Adrià placed the violin on the table again. Now it was time to make a decision. Deep down I know that it wasn’t that hard for me to do. But we still spent a couple of hours together before
saying farewell. I gave him the original case, the one with the dark stain that was impossible to get off.
‘You are a complete fool.’
‘The atrocious pain made Matthias Alpaerts continue living as if he were the same age as when he lost everything. That pain is what defeated me.’
‘You were defeated by his history. No: his story.’
‘Perhaps. So?’
The man caressed the top of the violin delicately with his fingertips. His hand began to tremble. He hid it, embarrassed, and turned towards me: ‘Pain becomes concentrated and more intense when a defenceless being suffers it. And the certainty that it could have been avoided by a heroic act torments you throughout your life and throughout your death. Why didn’t I cry out; why didn’t I strangle the soldier who hit little Amelia with his rifle butt; why didn’t I kill the SS who were saying you to the right, you to the left, you, you hear me?’
‘Where are my daughters!’
‘What?’
‘Where are my daughters. They’ve snatched them from my hands!’
Matthias stood – his arms open, his eyes wide – before the soldier that had called over the officer.
‘What are you telling me for. Come on. Get moving!’
‘No! Amelia, with jet-black hair, and Truu, the one with brown hair the colour of forest wood, they were with me.’
‘I said get moving. Go to the right and stop pestering me.’
‘My daughters! And Juliet, the one with the golden ringlets! A clever little girl. She was in the other train carriage, do you hear me!?’
The soldier, bored by his insistence, rammed his rifle butt into his forehead. As he fell, half dazed, he saw one of the napkin halves on the ground, and he grabbed it and clung to it as if it were one of his daughters.
‘You see?’ he leaned towards Adrià, moving aside the few hairs he had left: there was something strange on his head, some sort of distant scar from that pain that was still so near.
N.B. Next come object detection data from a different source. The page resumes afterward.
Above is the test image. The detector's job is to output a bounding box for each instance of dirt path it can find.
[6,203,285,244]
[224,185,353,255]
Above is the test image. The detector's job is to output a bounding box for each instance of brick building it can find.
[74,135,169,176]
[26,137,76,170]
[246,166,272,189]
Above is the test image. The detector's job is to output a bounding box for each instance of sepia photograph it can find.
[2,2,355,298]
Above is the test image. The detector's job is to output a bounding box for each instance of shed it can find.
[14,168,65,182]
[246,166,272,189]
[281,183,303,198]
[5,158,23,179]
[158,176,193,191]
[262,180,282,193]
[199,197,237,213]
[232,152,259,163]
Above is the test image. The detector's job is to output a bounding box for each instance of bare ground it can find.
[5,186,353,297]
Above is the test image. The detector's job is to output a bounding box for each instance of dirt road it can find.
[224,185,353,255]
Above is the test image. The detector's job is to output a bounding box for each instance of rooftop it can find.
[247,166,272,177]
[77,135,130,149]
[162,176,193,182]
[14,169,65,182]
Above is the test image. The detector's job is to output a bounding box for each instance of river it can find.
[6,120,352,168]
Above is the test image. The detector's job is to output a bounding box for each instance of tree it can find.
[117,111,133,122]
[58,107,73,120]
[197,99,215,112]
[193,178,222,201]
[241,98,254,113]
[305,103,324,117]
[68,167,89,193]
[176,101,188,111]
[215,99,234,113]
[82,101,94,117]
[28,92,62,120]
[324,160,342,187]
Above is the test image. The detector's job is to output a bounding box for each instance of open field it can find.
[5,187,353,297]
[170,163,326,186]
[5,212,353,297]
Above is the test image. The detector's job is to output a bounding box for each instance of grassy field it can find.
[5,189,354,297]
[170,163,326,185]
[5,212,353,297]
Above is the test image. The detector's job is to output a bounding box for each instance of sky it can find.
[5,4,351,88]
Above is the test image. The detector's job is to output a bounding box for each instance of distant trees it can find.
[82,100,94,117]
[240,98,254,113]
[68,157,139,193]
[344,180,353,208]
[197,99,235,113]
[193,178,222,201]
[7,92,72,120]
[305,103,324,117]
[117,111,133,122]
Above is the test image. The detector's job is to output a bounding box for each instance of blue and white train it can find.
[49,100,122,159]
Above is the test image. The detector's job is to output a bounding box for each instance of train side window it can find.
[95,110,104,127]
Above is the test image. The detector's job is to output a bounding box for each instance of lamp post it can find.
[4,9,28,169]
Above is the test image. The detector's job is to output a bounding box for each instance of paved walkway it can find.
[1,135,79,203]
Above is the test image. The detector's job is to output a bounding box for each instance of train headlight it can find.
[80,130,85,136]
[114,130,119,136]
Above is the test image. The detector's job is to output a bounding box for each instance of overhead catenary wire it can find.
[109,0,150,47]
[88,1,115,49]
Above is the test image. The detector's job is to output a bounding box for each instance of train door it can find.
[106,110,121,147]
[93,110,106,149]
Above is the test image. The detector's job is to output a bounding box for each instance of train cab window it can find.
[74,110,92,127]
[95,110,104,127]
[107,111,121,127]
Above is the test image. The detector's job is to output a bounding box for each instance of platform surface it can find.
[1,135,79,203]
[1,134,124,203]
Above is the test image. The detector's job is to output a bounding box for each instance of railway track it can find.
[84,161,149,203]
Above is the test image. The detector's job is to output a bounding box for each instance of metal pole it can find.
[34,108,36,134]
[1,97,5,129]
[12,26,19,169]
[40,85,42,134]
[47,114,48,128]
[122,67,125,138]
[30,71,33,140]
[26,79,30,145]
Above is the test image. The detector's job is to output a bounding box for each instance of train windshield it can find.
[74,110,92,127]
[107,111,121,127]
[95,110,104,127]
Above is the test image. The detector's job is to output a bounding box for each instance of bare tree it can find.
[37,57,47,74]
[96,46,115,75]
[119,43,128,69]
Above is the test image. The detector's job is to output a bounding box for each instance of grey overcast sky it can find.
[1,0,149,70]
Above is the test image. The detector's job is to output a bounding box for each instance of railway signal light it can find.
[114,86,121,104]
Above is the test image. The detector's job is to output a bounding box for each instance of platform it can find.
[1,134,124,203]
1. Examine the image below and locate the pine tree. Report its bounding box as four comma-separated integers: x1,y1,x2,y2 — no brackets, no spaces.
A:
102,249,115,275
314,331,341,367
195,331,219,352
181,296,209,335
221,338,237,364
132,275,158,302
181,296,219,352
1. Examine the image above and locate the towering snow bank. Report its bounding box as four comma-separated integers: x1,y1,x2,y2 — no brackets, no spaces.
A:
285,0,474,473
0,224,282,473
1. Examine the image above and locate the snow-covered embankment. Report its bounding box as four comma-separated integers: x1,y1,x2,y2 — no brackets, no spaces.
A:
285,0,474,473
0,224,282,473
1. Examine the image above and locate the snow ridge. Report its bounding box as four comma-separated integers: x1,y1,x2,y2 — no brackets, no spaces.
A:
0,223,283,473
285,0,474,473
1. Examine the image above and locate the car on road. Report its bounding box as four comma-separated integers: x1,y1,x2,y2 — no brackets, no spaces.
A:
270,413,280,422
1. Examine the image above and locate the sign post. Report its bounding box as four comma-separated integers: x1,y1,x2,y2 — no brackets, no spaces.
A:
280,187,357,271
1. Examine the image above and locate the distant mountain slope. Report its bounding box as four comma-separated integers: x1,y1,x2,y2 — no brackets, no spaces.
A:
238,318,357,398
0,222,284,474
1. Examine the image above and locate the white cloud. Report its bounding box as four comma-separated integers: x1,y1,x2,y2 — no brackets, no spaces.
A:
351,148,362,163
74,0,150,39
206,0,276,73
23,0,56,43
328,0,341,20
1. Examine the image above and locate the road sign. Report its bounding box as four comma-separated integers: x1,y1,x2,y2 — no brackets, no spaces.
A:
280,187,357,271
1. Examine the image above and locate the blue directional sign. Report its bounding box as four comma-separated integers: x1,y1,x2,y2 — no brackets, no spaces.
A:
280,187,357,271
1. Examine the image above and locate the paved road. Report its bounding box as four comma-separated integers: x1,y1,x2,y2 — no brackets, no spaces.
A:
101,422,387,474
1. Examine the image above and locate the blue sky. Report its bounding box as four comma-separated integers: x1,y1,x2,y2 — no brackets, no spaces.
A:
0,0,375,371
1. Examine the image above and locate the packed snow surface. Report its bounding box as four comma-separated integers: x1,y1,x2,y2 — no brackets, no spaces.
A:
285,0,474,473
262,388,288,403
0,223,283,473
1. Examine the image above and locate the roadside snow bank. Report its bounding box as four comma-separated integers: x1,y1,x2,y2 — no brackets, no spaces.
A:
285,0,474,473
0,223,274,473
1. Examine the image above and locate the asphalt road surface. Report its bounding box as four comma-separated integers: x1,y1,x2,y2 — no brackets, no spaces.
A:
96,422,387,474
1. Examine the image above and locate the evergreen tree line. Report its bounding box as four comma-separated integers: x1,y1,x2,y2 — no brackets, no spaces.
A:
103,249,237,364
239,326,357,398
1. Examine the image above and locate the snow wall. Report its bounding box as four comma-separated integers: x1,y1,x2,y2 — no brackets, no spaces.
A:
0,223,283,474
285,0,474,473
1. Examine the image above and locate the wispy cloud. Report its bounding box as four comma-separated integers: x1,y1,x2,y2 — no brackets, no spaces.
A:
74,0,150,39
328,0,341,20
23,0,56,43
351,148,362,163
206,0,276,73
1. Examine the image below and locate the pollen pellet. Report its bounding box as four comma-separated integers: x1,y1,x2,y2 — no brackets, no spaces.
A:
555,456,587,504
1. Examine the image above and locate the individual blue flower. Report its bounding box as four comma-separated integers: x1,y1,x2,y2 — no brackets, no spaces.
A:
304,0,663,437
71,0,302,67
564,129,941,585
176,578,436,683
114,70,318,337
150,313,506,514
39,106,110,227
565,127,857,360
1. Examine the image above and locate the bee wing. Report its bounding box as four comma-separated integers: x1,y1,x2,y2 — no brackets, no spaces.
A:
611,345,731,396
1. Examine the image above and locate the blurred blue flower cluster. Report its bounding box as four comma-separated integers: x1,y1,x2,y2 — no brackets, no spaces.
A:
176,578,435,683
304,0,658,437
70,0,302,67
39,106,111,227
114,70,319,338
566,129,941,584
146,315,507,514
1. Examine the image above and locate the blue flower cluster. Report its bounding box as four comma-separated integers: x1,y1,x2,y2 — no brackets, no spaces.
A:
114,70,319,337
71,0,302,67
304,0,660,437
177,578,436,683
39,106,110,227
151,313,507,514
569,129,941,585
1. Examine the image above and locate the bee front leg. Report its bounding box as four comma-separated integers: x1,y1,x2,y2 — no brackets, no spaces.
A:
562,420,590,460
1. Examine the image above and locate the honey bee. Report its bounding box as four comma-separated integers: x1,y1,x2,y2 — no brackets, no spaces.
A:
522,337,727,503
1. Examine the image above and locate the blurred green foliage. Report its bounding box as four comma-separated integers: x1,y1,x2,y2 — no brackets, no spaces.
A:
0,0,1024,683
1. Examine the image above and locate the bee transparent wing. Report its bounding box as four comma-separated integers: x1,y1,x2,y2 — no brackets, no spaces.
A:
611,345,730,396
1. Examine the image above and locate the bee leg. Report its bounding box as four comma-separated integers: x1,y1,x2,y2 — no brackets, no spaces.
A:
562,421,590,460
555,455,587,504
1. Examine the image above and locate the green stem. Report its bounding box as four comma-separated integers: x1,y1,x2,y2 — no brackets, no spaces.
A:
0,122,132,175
‘Get in the queue or I’ll smash your skull,’ said the deliberate voice of Doctor Budden, the officer, putting his hand on the closed holster. It was later than usual and he was a bit anxious; especially after his conversation with Doctor Voigt, who was demanding results in one thing or another, make it up, for goodness sake, it’s not that hard. But I want a report with the results. And Matthias Alpaerts was unable to see that monster’s eyes because his visor covered most of his face. He got into the right queue obediently, which didn’t take him – though he couldn’t know that – to the gas chambers, but rather to the disinfection blocks to become free labour ad maiorem Reich gloriam. And Budden – like the pied piper of Hamelin – was able to make his selection of boys and girls. Voigt, a few metres further on, was able to blow off the head of Netje de Boeck, Matthias’s mother-in-law with a chest cold. And he kept telling Adrià that in the face of that officer’s threat I lowered my head and ever since then I think that my daughters died because I didn’t rebel, and so did Berta and my mother-in-law with a chest cold. I hadn’t seen Berta and Juliet since we’d got on the train. Poor Berta: we weren’t able to look at each other one last time. Look at each other, just look at each other, my God; just look at each other, even from a distance. Look at each other … My beloved women, I abandoned you. And I wasn’t able to avenge the fear that those ogres made Truu, Amelia and Juliet go through. Forgive me, if this cowardice is worthy of forgiveness.